Spring holidays kick off California strawberry surge

03/28/2012 03:00:00 PM
Mike Hornick

SALINAS, Calif. — Demand for California strawberries hits its spring peak with the April 8 arrival of Easter. But supply, while sufficient, is just getting started.

Promotions will be high on grower-shippers’ wish lists.

“We’ve got a strong momentum and market all the way through the holiday,” Doug Lowthorp, salesman for Oxnard-based Deardorff Family Farms, said March 1.

“After Easter, it gets difficult. Then you’ve got five long weeks until Mother’s Day. Southern California will be coming on very strong at that point and you’ll need to do a lot of promoting to keep moving the fruit.”

Michelle Deleissegues, director of marketing for Red Blossom Farms, Los Olivos, wasn’t concerned.

“Supply levels will climb after Easter and Mother’s Day, but that is always peak strawberry season with consumers ready to really escalate their berry purchases,” she said.

Russ Widerburg, sales manager for Oxnard-based Boskovich Farms, said the runup to Easter went better than expected.

“Usually there’s a drop-off post-Valentine’s Day,” he said.

“The market’s held good at $12-14 on the (flats of eight) 1-pound clamshells. It’s a pleasant surprise.”

California had a mild winter. Temperatures were low enough to keep supply in check, but it took no knockout punch from freeze or flood. Yield per acre is up 10% over last year, Widerburg said. Together with solid East Coast demand and tapering Florida supplies, that created a real opportunity for the state’s grower-shippers.

“Strawberries are the only shining light for us and our competition, considering how bad vegetable markets are,” Lowthorp said.

“Celery and leaf lettuces are down to just packing costs.”

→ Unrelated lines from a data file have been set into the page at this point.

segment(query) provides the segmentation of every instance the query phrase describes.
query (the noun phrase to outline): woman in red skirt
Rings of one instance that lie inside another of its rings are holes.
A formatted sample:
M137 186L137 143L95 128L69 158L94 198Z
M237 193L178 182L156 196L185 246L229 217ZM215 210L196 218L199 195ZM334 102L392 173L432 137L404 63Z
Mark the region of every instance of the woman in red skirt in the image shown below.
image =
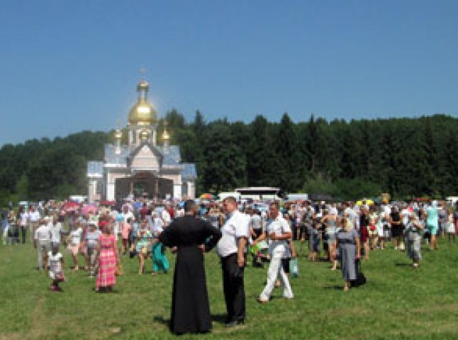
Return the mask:
M99 273L96 280L96 291L113 290L113 286L116 283L116 264L118 261L116 249L116 239L112 233L111 225L106 225L102 229L102 234L99 238L97 245Z

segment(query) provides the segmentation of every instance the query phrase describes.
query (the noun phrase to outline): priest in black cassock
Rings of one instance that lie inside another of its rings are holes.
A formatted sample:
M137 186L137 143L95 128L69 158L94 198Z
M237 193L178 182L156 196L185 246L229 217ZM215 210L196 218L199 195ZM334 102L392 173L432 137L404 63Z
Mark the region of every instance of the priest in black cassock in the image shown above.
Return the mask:
M205 333L211 329L211 316L203 266L203 252L221 238L221 232L196 217L194 200L184 203L185 215L175 219L159 237L169 247L177 247L170 330L173 333Z

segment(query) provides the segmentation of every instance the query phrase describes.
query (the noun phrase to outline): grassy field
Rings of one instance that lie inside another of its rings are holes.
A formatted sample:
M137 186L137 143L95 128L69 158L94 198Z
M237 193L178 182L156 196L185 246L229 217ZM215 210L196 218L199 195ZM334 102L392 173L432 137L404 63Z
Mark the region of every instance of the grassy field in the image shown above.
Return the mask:
M367 285L342 290L340 271L329 264L311 263L301 254L300 277L291 279L293 300L259 305L256 298L267 270L245 271L247 323L225 329L221 271L216 255L206 256L213 330L180 339L458 339L458 243L441 241L440 250L423 248L420 268L393 249L372 253L363 262ZM173 274L138 274L136 259L123 258L125 274L113 294L96 294L94 279L69 269L65 292L52 293L50 280L34 270L30 244L0 245L0 339L173 339L169 317ZM174 256L169 254L171 262Z

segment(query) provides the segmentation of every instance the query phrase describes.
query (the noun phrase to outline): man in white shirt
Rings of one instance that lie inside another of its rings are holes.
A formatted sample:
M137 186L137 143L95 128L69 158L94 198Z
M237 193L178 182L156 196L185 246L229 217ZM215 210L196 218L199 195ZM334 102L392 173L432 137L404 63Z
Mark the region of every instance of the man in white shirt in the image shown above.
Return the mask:
M228 197L223 202L228 219L221 227L223 237L216 245L221 257L223 287L228 311L226 326L233 327L245 322L245 303L243 270L245 248L250 237L249 219L237 208L237 201Z
M170 214L167 211L167 209L169 208L170 207L169 205L165 206L165 209L162 210L161 212L161 217L162 219L162 221L164 222L164 225L167 227L172 222L172 218L170 217Z
M51 246L57 247L60 246L60 233L62 232L62 223L59 222L59 216L55 214L50 220L49 228L51 231Z
M45 268L48 264L48 252L51 250L51 230L48 225L49 217L43 219L40 227L33 235L34 246L37 249L38 270Z
M266 232L255 241L255 244L256 244L259 241L265 239L266 234L269 236L270 264L267 271L267 283L257 300L260 303L269 302L270 295L275 287L275 281L279 275L283 287L284 298L286 299L292 299L294 298L288 276L286 276L281 266L281 259L288 246L287 241L293 237L293 233L289 224L283 218L279 210L280 206L278 202L270 203L269 212L272 220L267 224Z

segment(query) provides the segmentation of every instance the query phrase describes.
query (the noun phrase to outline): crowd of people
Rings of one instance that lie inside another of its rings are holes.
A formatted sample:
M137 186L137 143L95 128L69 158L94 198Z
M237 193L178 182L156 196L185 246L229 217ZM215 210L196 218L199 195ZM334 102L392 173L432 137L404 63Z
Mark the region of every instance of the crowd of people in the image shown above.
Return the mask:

Easter supply is coming largely from Oxnard, but Santa Maria, Orange County and Coachella Valley are also participating, said Vinnie Lopes, Salinas-based vice president of sales for Naples, Fla.-based Naturipe Farms LLC.

In Watsonville and Salinas, harvesting starts anywhere from the last week of March to the second week of April, depending on which grower you ask. They have mixed feelings about the comparatively dry winter.

“Without rain it could be a good yield, or it could stunt your production a little,” said Charlie Staka, director of sales for Watsonville-based CBS Farms, which represents Beach Street Farms and Colleen Strawberries.

“Weather needs to do something for a market to take hold.”